We are about to have 100 host computers interconnected with each other for our Internet access and yet we only have bandwidth of 400 Kbps. We also have a 56 Kbps modem. Here's what I would like:

  1. What does 400 Kbps bandwidth mean in connection with our LAN?
  2. Is 400 Kbps enough to supply the 100 hosts computers for better surfing?
  3. If not, would you care to furnish me a better suggestion/recommendation or information related to our Internet access in terms of its speed?
  4. If that 400 Kbps refers to the speed of our server, what will happen to our Internet access if 50 hosts computers are on line simultaneously?

I'm looking forward for your generous and precise answers with respect to this matter.
These are important questions with answers that are all qualified by "your mileage may vary." And they probably will vary quite a lot. So it is hard to meet your request for "precise" answers.

For a start, review a couple of answers to some previous questions:
https://searchnetworking.techtarget.com/answer/Calculating-bandwidth
https://searchnetworking.techtarget.com/answer/What-is-the-bandwidth-occupied-by-Telnet-or-a-browser
Then consider your own network and how it will likely be used, by whom, and when.
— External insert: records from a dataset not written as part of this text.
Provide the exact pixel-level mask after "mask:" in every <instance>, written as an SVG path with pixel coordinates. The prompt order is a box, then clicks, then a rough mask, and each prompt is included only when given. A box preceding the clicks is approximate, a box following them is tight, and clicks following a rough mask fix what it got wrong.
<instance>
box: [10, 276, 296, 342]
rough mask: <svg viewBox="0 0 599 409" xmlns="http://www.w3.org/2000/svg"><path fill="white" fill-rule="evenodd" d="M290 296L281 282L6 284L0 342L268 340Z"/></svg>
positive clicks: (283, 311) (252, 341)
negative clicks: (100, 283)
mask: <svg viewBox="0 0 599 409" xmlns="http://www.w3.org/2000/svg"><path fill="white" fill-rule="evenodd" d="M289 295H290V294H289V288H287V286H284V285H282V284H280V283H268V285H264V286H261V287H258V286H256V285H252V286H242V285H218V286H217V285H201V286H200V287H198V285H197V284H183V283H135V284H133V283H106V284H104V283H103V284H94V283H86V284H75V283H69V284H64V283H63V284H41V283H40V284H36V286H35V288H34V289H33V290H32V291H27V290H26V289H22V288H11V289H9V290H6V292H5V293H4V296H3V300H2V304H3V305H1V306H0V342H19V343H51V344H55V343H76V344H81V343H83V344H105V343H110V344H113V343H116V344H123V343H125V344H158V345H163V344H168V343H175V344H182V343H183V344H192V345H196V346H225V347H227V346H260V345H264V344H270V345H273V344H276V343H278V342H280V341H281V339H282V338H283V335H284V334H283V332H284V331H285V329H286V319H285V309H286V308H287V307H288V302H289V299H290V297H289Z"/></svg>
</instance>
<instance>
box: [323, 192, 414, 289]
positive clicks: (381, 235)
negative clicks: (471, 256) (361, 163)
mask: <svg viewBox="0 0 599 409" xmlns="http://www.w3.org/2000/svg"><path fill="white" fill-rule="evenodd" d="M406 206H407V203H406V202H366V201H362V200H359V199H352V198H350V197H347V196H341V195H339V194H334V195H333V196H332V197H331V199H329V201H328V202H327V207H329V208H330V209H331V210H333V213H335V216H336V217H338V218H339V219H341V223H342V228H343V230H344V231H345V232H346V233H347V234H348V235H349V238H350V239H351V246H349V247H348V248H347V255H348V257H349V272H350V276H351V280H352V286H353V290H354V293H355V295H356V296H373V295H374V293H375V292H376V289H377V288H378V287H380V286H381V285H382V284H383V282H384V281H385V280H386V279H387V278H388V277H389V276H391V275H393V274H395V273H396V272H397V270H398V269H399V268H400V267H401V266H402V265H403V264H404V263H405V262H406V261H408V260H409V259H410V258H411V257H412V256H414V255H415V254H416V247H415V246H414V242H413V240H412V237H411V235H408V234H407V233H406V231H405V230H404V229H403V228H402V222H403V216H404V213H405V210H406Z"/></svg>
Then try to apply the answers there to your own context.

Now you might be saying, "Stop being ambiguous and tell me what I get!" I'll make a few predictions but they won't necessarily be your experience. The net effect of this configuration will likely be that, at peak usage periods, a typical user will see

  • slow-to-very-slow response times
  • irregular loss (<1%) and large delay variations (100-500 ms)
  • effective transfer rates of 5-10 Kbps from the Internet
  • Web page loads that take 30-60 seconds

    At other times when there are no other users competing for the link, the performance will be dramatically better. A user might see:

  • quick response times
  • no loss, no significant jitter
  • effective transfer rates of around 250-300 Kbps
  • Web pages load in a few seconds

    I hope this is precise enough for you and the answer "it depends" makes some sort of sense for your network.